Sancho afirma que “La ansiedad es la emoción dominante de este siglo y vivimos en una época donde el bienestar se ha convertido en una obligación y cualquier emoción desagradable se percibe como un error”. Asimismo, alerta sobre el impacto que están teniendo las transformaciones del mercado laboral. La irrupción de la inteligencia artificial, los cambios en las profesiones y la incertidumbre económica han incrementado el miedo a quedarse fuera del mercado de trabajo y la sensación de inseguridad respecto al futuro.

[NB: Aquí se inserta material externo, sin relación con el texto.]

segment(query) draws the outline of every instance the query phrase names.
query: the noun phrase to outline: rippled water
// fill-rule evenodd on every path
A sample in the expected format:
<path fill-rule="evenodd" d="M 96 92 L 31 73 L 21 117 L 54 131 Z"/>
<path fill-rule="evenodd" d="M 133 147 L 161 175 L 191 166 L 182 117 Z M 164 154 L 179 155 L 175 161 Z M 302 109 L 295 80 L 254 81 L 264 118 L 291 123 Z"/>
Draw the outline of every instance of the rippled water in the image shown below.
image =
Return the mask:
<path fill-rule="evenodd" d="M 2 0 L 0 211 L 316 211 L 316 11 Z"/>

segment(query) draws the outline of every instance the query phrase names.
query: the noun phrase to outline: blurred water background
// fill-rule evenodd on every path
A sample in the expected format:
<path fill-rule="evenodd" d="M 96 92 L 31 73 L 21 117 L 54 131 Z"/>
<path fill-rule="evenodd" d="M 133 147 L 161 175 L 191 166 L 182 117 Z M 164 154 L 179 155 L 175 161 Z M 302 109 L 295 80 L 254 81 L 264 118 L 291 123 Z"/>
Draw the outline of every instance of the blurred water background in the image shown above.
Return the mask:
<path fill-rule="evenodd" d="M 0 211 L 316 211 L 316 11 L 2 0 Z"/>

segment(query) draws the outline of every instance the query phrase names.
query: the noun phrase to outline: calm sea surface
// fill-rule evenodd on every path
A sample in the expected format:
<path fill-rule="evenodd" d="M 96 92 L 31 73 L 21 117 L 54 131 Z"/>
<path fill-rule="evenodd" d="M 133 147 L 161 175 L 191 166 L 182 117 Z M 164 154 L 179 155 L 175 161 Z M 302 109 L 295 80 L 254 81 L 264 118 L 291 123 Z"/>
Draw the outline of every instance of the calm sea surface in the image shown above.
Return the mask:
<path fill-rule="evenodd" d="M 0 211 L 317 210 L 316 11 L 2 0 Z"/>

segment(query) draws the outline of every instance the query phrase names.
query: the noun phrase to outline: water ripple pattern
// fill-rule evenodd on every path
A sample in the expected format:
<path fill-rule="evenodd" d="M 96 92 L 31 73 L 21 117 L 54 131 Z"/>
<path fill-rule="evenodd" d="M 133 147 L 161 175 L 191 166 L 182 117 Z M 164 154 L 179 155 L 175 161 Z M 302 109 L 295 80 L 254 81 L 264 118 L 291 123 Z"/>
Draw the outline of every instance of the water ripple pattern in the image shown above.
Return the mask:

La directora del curso pone de manifiesto su preocupación sobre el llamado “ruido mental”, una sensación de saturación permanente provocada por el exceso de estímulos, preocupaciones y tareas pendientes. Para combatirlo, recomienda reducir primero la activación fisiológica mediante técnicas como la respiración diafragmática y aprender a organizar los pensamientos y prioridades de manera realista. “Cuando calmamos el cuerpo, la mente también recibe el mensaje de que no estamos en peligro”, afirma.
Durante el curso se aborda también la importancia de comprender las emociones en lugar de reprimirlas. Así, Gema Sancho recuerda que todas cumplen una función adaptativa. El miedo actúa como sistema de alerta, la tristeza ayuda a integrar pérdidas y el enfado permite proteger los propios límites. “Uno de los errores más comunes en la gestión emocional es evitar sentir”.